The level of risk associated with outside organizations can range from minor to major–and include many different types of threats. An outside service provider’s security practices might not match a company’s internal level of security. Policies and procedures might be enforced inconsistently, subcontractors might lack the necessary tools and technologies, and compliance standards may vary significantly. The BOMBAR report found that 69 percent of respondents said that they had possibly or definitely suffered a security breach as a result of vendor access within the last year.

Indeed, every third-party relationship introduces potential risks, though they aren’t all the same. These include: IP and direct data loss; financial risks; legal issues, regulatory and compliance problems; geopolitical dangers; and privacy risks, to name a few. A third-party breach can also cause irreparable damage to a brand. Although the risks and repercussions vary from industry to industry, company to company and breach to breach, the harsh reality is that all organizations expose themselves to third party risk, and even fourth-party risks. It’s how they address these issues and concerns that matters.

“It’s often difficult to identify who is consuming data through routine business relationships,” Moody says. “Aligning rules, regulations and governance models becomes far more difficult. Policies, procedures and protections often vary greatly across organizations. This points to a need for a third-party risk framework that recognizes risks and mitigates impacts,” he adds. This framework must reach across the enterprise but also touch the various intersection points with outside companies.

Asking the Right Questions

A focus on people, process and technology is at the center of an effective third-party security framework. “It’s not simply a compliance check-box exercise. It’s important to work toward a comprehensive risk-based approach, aligning the level of due diligence to the measured risk of the third-party ” Mandel explains. Along the way, organizations must address a number of crucial issues: What’s the current state of our third-party risk program? Where are we strong and where are we weak? Where are our partners strong and weak? Where do possible security gaps exist? “You don’t have to address everything at once, but you do need to conduct an assessment and ask key questions to ensure that business and security processes are aligned with risk policies,” he notes.

Within a third-party security framework, it’s important for an organization to identify specific risks, classify data and who has access to it, and build access controls and other security protections that match the risk and threat level for specific roles, responsibilities and various other factors. “It’s about understanding the data lifecycle and ensuring that the security framework in place is tiered to address the specific risks,” Mandel explains. This, in turn, translates into a need for assessing systems and data internally but also interviewing partners, vendors and others to understand their business practices. “It’s crucial that processes, practices and systems are all aligned. It’s an ongoing challenge,” he adds.

After an organization has completed a risk analysis and classified internal data and specific threats, it’s essential to survey vendors, partners and others to understand in detail their policies and practices. This typically involves the outside organization’s staffing strategy, data management and retention practices, access controls, security systems, cyber-insurance framework, and the way it enforces provisions on its contractors, their subcontractors and others. Mandel says it’s wise to delineate specific responsibilities–including how investigations take place and incident response occurs–along with defining penalties for failure. It important to review these agreements periodically, he adds.

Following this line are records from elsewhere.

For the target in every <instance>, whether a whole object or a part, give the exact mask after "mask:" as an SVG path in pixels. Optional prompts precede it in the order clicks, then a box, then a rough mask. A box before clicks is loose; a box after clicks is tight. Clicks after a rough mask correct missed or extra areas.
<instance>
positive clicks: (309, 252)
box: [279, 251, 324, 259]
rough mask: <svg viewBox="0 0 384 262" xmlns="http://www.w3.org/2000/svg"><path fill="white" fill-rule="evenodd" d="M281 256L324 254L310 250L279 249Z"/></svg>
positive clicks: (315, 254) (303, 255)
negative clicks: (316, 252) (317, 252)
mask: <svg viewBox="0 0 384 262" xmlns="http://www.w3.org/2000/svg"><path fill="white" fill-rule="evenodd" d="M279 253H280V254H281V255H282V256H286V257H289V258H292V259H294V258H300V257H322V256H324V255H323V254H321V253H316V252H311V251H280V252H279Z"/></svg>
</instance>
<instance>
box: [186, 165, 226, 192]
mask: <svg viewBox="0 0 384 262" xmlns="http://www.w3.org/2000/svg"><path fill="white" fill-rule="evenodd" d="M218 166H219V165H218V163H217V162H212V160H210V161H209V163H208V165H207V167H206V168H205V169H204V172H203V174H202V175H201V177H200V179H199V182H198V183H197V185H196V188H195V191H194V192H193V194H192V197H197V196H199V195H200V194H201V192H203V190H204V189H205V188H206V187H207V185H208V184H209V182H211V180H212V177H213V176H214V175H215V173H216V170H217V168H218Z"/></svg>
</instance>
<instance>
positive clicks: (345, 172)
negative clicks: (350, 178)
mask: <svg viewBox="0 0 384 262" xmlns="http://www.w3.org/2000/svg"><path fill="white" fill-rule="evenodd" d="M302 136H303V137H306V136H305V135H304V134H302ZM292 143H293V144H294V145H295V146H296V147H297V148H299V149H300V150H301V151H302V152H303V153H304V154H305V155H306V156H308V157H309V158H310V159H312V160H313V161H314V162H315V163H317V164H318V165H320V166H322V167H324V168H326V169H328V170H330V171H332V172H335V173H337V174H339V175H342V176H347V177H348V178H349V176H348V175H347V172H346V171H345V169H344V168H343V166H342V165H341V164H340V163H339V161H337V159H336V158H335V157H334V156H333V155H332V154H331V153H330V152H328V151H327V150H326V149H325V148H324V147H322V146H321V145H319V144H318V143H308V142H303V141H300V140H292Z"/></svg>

Technology, too, plays a role in securing third-party networks, but in the end, there is no simple solution. “Understanding how your organization’s data is used and possibly exposed to third parties is critical. You can’t assume that they are all doing the right things and have the same level of integrity as your company,” Moody says. “You have to build in the tools, technologies and processes to identify your choke points, deliver full data visibility and adopt the right protections.”